C’est aussi le cas de dame Aloïs quand on lui ramène Enric, son mari griè­ve­ment blessé.

Le choix de ces trois per­son­nages prin­ci­paux donne au roman­cier la pos­si­bi­lité d’enrichir son intrigue avec l’exploration de domaines dif­fé­rents tels que la sculp­ture, le catha­risme et le chris­tia­nisme romain, la vie des abbayes, la che­va­le­rie et le par­cours de nobliaux. Il détaille de façon très pré­cise les domaines abor­dés, que ce soit dans leur pra­tique, dans le dérou­le­ment du quo­ti­dien, dans l’emploi des matières, dans le fonc­tion­ne­ment des ins­ti­tu­tions, dans les théo­ries dog­ma­tiques.
Il décrit, par exemple, la pré­pa­ra­tion d’un haut-relief, l’importance de la lumière sur les formes, les vête­ments, les rap­ports entre les dif­fé­rentes couches sociales.

Le roman­cier dresse une pré­sen­ta­tion éru­dite des concep­tions reli­gieuses, les dis­tin­guos sub­tils entre la reli­gion romaine, la Vraie Foi des Cathares, la concep­tion reli­gieuse des juifs, qui ne sont pas des mécréants aux yeux du pape, celle des musul­mans : “…d’infâmes imi­ta­teurs et cor­rup­teurs des Saintes Écri­tures.
Il pro­pose d’audacieuses argu­ties, joue avec des dia­logues pétillants, mali­cieux, place des argu­ments à la limite de la mau­vaise foi dans la bouche des défen­seurs du catho­li­cisme romain. Le contenu, les tour­nures des paroles de l’archevêque de Nar­bonne font mer­veille dans l’art de finas­ser, dans celui de la phra­séo­lo­gie diplo­ma­tique tout en émet­tant des horreurs.

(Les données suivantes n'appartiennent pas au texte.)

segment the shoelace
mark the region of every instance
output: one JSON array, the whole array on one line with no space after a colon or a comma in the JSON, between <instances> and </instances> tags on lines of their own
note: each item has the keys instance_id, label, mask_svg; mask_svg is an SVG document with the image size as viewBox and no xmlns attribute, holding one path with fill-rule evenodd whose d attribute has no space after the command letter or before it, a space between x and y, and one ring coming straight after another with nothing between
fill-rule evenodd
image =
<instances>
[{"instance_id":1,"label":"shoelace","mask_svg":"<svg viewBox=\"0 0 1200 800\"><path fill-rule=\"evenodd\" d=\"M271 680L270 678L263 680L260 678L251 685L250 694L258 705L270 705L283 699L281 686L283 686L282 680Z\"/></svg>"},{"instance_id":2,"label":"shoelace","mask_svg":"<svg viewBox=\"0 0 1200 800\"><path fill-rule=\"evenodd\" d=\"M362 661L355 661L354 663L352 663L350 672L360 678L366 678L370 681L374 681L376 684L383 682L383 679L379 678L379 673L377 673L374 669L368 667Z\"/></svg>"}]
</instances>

L’auteur prend le même soin pour cam­per ses per­son­nages, en défi­nir le carac­tère, la psy­cho­lo­gie, racon­ter, à tra­vers leur passé, l’existence quo­ti­dienne de l’époque, en l’an de grâce 1165, en Occi­ta­nie. Henri-François Sou­lié pro­pose un roman puis­sant qui éclaire un chris­tia­nisme vécu de façon dif­fé­rente.
Car le fond du récit tourne autour de la reli­gion omni­pré­sente, écra­sante, acca­blante, étouf­fante à cette période, le fana­tisme. Il assène quelques véri­tés et n’est pas tendre quand il fait dire à un per­son­nage que le meilleur outil de pou­voir reste l’exploitation de la foi.

Le roman­cier avait déjà inté­ressé ses lec­teurs avec la tri­lo­gie co-écrite avec Thierry Bourcy qui se situe en Europe au début du XVIIe siècle, publiée chez 10/18, éga­le­ment avec Ils ont tué Ravaillac ou dans un registre plus léger avec les Aven­tures de Skan­der Cor­saro, une série parue au Masque.
Avec Angé­lus, il offre un livre magni­fique, éru­dit, à l’intrigue retorse qui amène en ten­sion à une chute singulière.

serge per­raud

François-Henri Sou­lié, Angé­lus, Édi­tions 10/18, coll. “Grands détec­tives”, mars 2020, 522 p. – 15,90 €.